When Putin’s January 2007 visit yielded no visible progress on the reactors, India’s newspaper The Telegraph faulted New Delhi’s “self-induced fears of negative U.S. reaction” for obstructing conclusion of a more substantial agreement. The agreement, the paper argued, could reinforce India’s negotiating position with the United States on their detailed bilateral nuclear cooperation agreement because, “Moscow has offered India full transfer of nuclear technology, assured lifetime supply of fuel for the nuclear power plants and the freedom to reprocess the spent fuel – all restricted or prohibited under the Hyde Act [the December 2006 U.S. law that sets out requirements for the U.S.-India agreement].” Therefore, the paper continued, the Russian agreement could potentially “become a model agreement to negotiate with the other suppliers” and could strengthen India’s “bargaining position.” [29] A January 26, 2007, editorial in The Hindu similarly argued that, upon conclusion of the agreement, “Moscow, in effect, will be demonstrating its belief in the irrelevance of the NSG’s prohibitions for a country like India.” [30]
Moscow and New Delhi had been expected to solidify an operational construction agreement during Indian Prime Minister Manmohan Singh’s November 2007 visit to Moscow.
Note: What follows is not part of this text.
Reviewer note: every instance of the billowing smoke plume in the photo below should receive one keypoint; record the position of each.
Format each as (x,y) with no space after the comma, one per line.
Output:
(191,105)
However, when Singh left Moscow empty-handed, commenting that “an inter-governmental agreement … [was] in progress,” he set-off a firestorm of speculation.[31] The Hindu reported that the Singh government had backed down from signing the agreement for additional reactors. The paper quoted Russian sources as saying that India’s refusal “came as a surprise” to the Russian delegation and that “the talks had been hard, but we thrashed out all details and took care of legal traps.” [32] On November 15, 2007, the Times of India reported that Singh told Putin that India wanted to wait until a “full and clear” NSG exemption materialized – and Putin reportedly agreed to wait. [33] Because of his perceived failure to sign the agreement, however, a December 4, 2007, issue of India’s The Asian Age reported that Singh “faced ‘concerted attack’” from members of India’s upper house of parliament (the Rajya Sabha). Bharatiya Janata Party (BJP) leader Yashwant Sinha argued that the Singh government had “come under U.S. pressure and did not sign the agreement,” even though Russia was ready to breach its commitment to the NSG – a charge that Singh was quick to rebut as “false propaganda.” [34]
A December 3, 2007 editorial in the Indian Express sided with Singh in dismissing the discussion of “missing Russian reactors” as a “gigantic self deception” and a “conspiracy theory.” The paper stressed that both Russia and France had admitted to facing the same NSG roadblocks in cooperation with India as early as 2004, and argued that the January 2007 agreement with Russia was signed as the Singh government tried to “appease the communists” and “create the optics of a special nuclear relationship with Moscow.” [35] The trade journal NuclearFuel revealed additional details of the November 2007 meeting in Moscow. Russian officials reportedly wanted the language of the agreement to stipulate its entry into force upon India’s acquisition of an NSG exemption, while Indian officials desired that the agreement “be written so as to be valid whether or not the NSG lifts sanctions.” NuclearFuel further quoted Russian sources as saying that the final decision to delay conclusion of the agreement was Russia’s, not India’s, decision. [36] Therefore, speculation and past Russian deviations aside, there is no evidence to suggest Moscow is now willing to break the NSG consensus on the India issue. Furthermore, the symbolic value for India’s future negotiations with the U.S. of inking a “firm” agreement with Russia for additional Kudankulam reactors appears to have been overstated for the time being.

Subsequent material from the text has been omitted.